These examples are for the google-generativeai package. If you’re using the vertexai library, gm.Part is probably what you’d need to use instead.

See an example of how to work with multi-modal content with vertexai here

We’ve also expanded support for Gemini’s multi-modal capabilities and general in this release - allowing you to work with Audio, Video and Images all within the same prompt itself.

This allows for a few creative use-cases such as using multi-modal input as few shot examples - in the example below, we interleave audio and text together in a prompt for better transcriptions ( that are in-line with what you care about )
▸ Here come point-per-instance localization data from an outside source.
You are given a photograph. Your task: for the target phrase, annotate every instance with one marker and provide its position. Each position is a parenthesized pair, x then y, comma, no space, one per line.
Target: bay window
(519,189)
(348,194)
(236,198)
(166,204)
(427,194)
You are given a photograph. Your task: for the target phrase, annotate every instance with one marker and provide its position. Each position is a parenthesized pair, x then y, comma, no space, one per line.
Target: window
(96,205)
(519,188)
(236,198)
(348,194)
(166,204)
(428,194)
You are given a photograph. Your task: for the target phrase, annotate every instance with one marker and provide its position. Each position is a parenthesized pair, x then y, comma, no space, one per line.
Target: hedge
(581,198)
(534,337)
We’re using the Fleurs dataset here which contains audio files and a corresponding ground truth transcript. We then load in the dataset and then transcribe it with flash.
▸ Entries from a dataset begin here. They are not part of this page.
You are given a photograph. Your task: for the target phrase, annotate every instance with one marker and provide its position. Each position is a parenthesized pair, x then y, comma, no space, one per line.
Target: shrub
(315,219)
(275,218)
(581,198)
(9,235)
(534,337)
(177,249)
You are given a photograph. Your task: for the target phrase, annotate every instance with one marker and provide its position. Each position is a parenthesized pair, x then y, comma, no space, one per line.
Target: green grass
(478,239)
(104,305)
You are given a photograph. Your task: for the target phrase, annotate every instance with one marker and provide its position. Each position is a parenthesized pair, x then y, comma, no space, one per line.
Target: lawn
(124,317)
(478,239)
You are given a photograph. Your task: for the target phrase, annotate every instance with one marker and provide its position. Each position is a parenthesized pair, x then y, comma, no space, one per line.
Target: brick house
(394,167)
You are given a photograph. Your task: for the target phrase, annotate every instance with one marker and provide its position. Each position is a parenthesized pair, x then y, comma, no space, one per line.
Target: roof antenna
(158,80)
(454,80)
From initial experiments, this can decrease the Word Error Rate (WER) by almost 10%, matching that of Whisper Large.

import instructor
import google.generativeai as genai
from datasets import load_dataset
from pydub import AudioSegment
from pathlib import Path
from pydantic import BaseModel

client = instructor.from_gemini(
    client=genai.GenerativeModel(
        model_name="models/gemini-1.5-flash-latest",
    ),
    mode=instructor.Mode.GEMINI_JSON,
)

few_shot_examples = []
for item in load_dataset("google/fleurs", "en_us", split="train", streaming=True).take(
    4
):
    few_shot_examples.append(
        {
            "data": (
                AudioSegment.from_wav(Path("./data") / item["audio"]["path"])
                .export()
                .read()
            ),
            "mime_type": "audio/wav",
        }
    )
    few_shot_examples.append(f"Transcription: {item['raw_transcription']}")

test_item = [
    item
    for item in load_dataset(
        "google/fleurs", "en_us", split="test", streaming=True
    ).take(1)
][0]

class Transcription(BaseModel):
    chain_of_thought: str
    initial_transcription: str
    corrected_transcription: str

resp = client.chat.completions.create(
    messages=[
        {
            "role": "system",
            "content": "You are an expert transcriber who is tasked with transcribing an audio recording. Your job is to accurately transcribe the audio. Make sure to insert in the correct punctuation and capitalization where appropriate and correct any errors in the transcription to generate a final corrected transcription.",
        },
        {
            "role": "user",
            "content": few_shot_examples,
        },
        {
            "role": "user",
            "content": {
                "mime_type": "audio/mp3",
                "data": AudioSegment.from_wav(
                    Path("./data") / test_item["audio"]["path"]
                )
                .export()
                .read(),
            },
        },
    ],
    response_model=Transcription,
)

print(resp.corrected_transcription)
#> However, due to the slow communication channels, styles in the West could lag behind by 25 to 30 years.
print(test_item["raw_transcription"])
#> However, due to the slow communication channels, styles in the west could lag behind by 25 to 30 year.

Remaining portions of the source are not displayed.